Both novice readers and professionals will profit from Boyle and Dempsey as they present ways the Bible calls us to faith and inspires writers to employ its modes of presentation (myth, parable, poetry for example.) It may also assist writers to challenge, entertain, and draw audiences to better understand themselves, the world, history, and God. The second part treats the reader to perennially hot issues: finding God; love; conflict as found in war and peace; and liberation.

Each chapter in the book has five subsections. A biblical way to communicate a truth or express a theme; a writer or two who has used it to ‘play in the fountain’ of human life set against that writer’s own life and warts; and then to draw out ‘the various theological points the texts embody.’ Fourthly, questions and exercises follow to let the reader grapple with the foregoing. Finally, the reader is invited to use to some other discipline in the place of literature to enrich the biblical reading.

Dempsey’s familiarity with social science runs through the entire book both unobtrusively and powerfully. So too does Boyle’s grasp of literature and mass media. This book could serve as a template for another about ‘cinematography and theology.’

Controversy is not avoided. For example: in Chapter 9 on liberation, they note that Cardinal Ratzinger (later Benedict XVI) reprimanded liberation theologians for “what he perceived as their endorsement of political divisiveness, class warfare, and anarchy, [because it] caused great suffering among the very people they sought to rescue.”(p. 181)   “On the other hand,” Boyle and Dempsey comment, “ liberation from injustice is a divine mandate proclaimed by poets and prophets down though the ages . . . as potent today as on the day it was first proclaimed … or composed on parchment for future generations.” (p. 185), They present all this without polemic! Charity, justice, and mercy in action!

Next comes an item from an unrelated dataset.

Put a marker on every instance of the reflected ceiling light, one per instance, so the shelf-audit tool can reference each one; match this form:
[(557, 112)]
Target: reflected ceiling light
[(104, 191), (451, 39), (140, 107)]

This book and its tone augment my ministry and my effectiveness. It is, as one reviewer on the book jacket states “a remarkable curriculum aid for academics as well as a marvelous companion for single readers.” And, as another reviewer before it states, “this book will deepen your appreciation for all kinds of stories … and in the process enrich your relationship with God’s creative word. This book is a ‘must read.’